The archeologist Edgar Lee Hewett was born on this day on November 23, 1865. Hewett is the most historically significant man of the twentieth century in New Mexico. Hewett loved the west, especially the archaeological ruins in the Land of Enchantment. His wife Cora Whitford suffered from tuberculosis, so he brought her to Sunmount Sanitorium in Santa Fe to convalesce. She later died from the disease. Hewitt decided to stay in New Mexico and remarried. In 1898, Hewett accepted a position as the head of the Normal University in Las Vegas, New Mexico. Three of Hewitt’s major accomplishments in the state still resonate today. In 1906 he spearheaded the American Antiquities Act, in 1907 he established the School of American Archeology and in 1909 Hewett founded the Museum of New Mexico.

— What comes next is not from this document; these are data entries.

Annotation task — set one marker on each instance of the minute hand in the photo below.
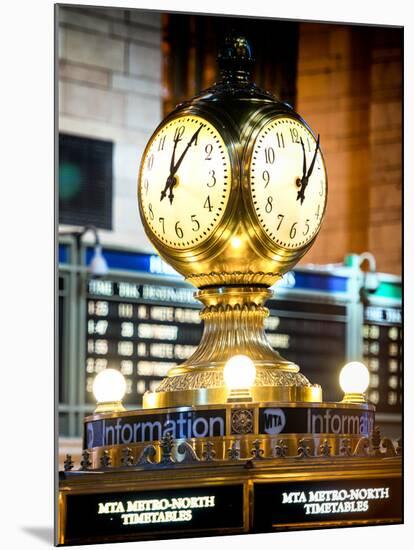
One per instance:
(305, 179)
(180, 160)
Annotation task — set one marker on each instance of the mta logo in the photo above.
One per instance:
(274, 421)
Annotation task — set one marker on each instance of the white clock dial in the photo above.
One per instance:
(288, 182)
(185, 181)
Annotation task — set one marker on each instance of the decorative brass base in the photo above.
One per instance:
(233, 325)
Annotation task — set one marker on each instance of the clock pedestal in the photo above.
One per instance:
(233, 325)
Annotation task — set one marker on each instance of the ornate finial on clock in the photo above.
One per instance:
(235, 59)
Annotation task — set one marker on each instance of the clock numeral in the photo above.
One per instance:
(195, 221)
(269, 205)
(269, 155)
(294, 134)
(161, 143)
(280, 140)
(178, 135)
(161, 220)
(208, 149)
(179, 232)
(207, 204)
(266, 177)
(280, 217)
(213, 182)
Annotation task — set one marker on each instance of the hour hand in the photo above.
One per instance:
(304, 158)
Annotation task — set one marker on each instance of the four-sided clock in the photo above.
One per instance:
(232, 185)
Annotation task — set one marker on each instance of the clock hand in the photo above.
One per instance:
(305, 179)
(314, 159)
(180, 160)
(304, 158)
(173, 180)
(170, 178)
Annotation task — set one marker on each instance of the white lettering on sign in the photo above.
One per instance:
(384, 314)
(274, 421)
(184, 425)
(330, 422)
(336, 501)
(164, 510)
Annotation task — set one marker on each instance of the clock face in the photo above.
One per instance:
(288, 182)
(185, 181)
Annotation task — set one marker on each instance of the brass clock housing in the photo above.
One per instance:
(236, 263)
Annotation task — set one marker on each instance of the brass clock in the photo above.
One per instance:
(185, 182)
(232, 192)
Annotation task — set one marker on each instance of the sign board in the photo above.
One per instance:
(278, 505)
(114, 516)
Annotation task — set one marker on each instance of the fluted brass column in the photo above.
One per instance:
(233, 324)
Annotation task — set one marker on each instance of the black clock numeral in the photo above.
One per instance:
(162, 220)
(195, 221)
(178, 135)
(280, 217)
(266, 177)
(207, 204)
(161, 143)
(269, 155)
(208, 149)
(213, 182)
(179, 232)
(294, 134)
(280, 140)
(269, 205)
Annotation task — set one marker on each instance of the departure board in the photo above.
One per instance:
(312, 334)
(383, 355)
(142, 330)
(145, 329)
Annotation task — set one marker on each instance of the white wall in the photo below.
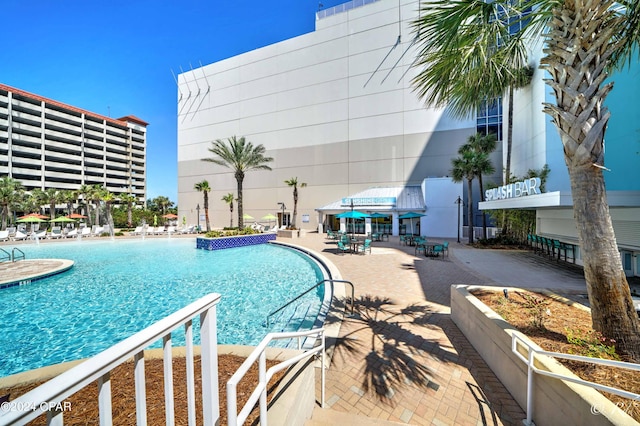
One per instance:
(440, 196)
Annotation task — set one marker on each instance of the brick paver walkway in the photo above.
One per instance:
(401, 358)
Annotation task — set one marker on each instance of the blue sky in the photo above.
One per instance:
(115, 57)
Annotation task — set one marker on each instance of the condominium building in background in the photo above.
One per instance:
(48, 144)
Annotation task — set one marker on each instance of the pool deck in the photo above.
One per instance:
(401, 359)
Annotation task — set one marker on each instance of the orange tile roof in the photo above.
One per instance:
(120, 121)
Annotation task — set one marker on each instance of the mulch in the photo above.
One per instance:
(84, 404)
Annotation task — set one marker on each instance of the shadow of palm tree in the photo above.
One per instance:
(389, 362)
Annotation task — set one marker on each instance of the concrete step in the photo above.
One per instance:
(328, 417)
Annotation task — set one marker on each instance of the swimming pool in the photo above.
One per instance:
(117, 288)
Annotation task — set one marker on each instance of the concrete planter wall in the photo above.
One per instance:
(232, 242)
(554, 401)
(289, 233)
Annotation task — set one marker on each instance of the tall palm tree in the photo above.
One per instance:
(293, 182)
(584, 39)
(240, 156)
(11, 192)
(84, 193)
(205, 189)
(465, 167)
(129, 200)
(52, 196)
(479, 144)
(483, 71)
(229, 200)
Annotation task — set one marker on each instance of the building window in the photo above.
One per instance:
(489, 118)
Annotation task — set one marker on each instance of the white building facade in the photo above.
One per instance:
(48, 144)
(334, 108)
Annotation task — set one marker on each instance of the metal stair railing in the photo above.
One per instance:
(318, 284)
(6, 256)
(13, 254)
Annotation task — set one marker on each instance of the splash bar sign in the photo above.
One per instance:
(529, 186)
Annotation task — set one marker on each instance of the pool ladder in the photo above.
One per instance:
(11, 257)
(295, 299)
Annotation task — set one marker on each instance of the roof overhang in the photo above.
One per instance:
(559, 199)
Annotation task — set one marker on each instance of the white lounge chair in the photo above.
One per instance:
(56, 232)
(20, 236)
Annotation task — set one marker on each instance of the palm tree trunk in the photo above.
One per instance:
(484, 215)
(206, 210)
(239, 201)
(470, 209)
(613, 313)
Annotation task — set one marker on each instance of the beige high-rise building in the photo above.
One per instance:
(48, 144)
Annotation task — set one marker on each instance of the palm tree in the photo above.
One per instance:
(84, 192)
(52, 196)
(240, 156)
(584, 39)
(479, 144)
(68, 197)
(480, 54)
(465, 167)
(129, 200)
(293, 182)
(205, 189)
(11, 192)
(229, 200)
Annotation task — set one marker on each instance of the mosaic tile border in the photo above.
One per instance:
(233, 242)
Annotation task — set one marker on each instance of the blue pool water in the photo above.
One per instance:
(117, 288)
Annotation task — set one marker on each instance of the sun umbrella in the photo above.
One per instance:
(36, 215)
(377, 216)
(270, 218)
(30, 219)
(62, 219)
(411, 215)
(76, 216)
(353, 215)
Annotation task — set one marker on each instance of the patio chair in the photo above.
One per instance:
(366, 246)
(19, 236)
(437, 249)
(342, 248)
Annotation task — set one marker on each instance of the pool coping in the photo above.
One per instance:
(44, 268)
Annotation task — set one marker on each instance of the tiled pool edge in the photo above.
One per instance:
(233, 242)
(30, 278)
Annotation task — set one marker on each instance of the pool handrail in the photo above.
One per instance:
(318, 284)
(50, 397)
(236, 418)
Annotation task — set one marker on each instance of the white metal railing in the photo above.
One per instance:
(532, 369)
(49, 397)
(260, 392)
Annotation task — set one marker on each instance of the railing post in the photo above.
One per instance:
(262, 378)
(530, 377)
(141, 392)
(209, 360)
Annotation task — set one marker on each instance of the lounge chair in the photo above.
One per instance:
(20, 236)
(56, 232)
(342, 248)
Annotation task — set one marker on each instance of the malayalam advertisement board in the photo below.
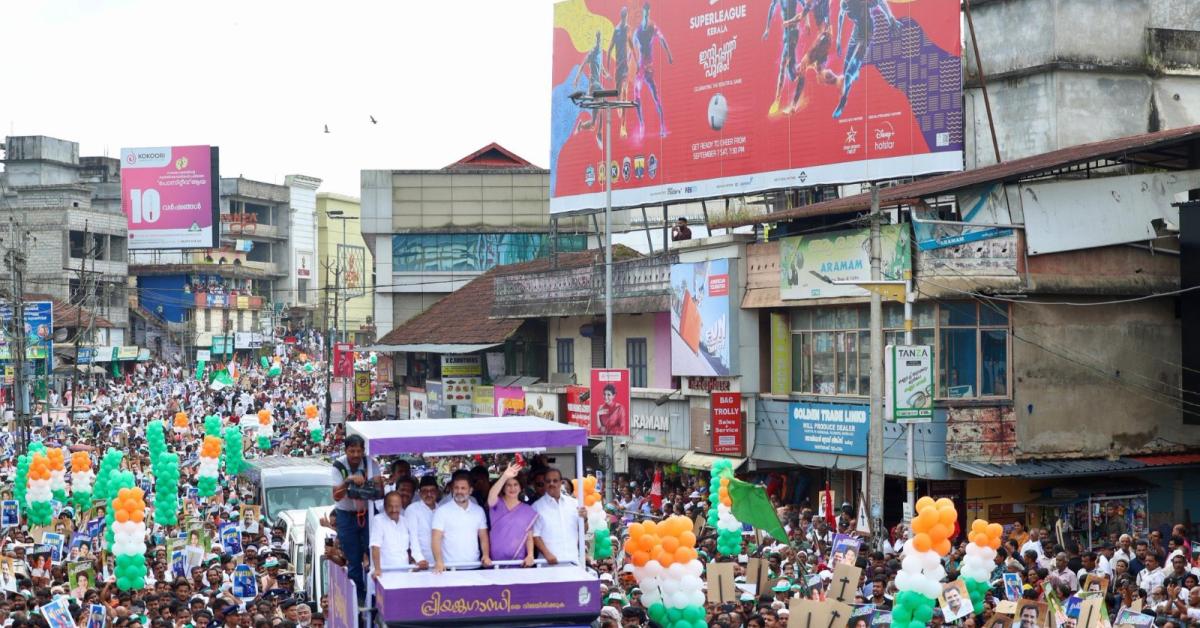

The American Antiquities Act
The Antiquities Act was a monumental achievement for preservation. The act allowed for the protection of archaeological sites and other sites of significance. It also allowed the president of the United States to set aside National Monuments. By the end of his term, President Roosevelt would set aside eight National Monuments including Devils Tower in Wyoming, El Morro and the Gila Cliff Dwellings in New Mexico, and the Petrified Forest in Arizona. A portion of Hewett’s beloved Pajarito Plateau would become Bandelier National Monument in 1916.
Museum of New Mexico
In 1909 Edgar Hewitt founded the Museum of New Mexico. The state funded entity allowed Hewitt to attract well know artists from New York to move to Santa Fe. In addition to showcasing their work in exhibitions, Hewitt provided them with jobs within the museum departments. Today, Santa Fe is considered one of the major art markets in the US and is well known throughout the world. Hewitt’s early work with the artists at the turn of the 20th century is credited with putting Santa Fe on the map in the world of art.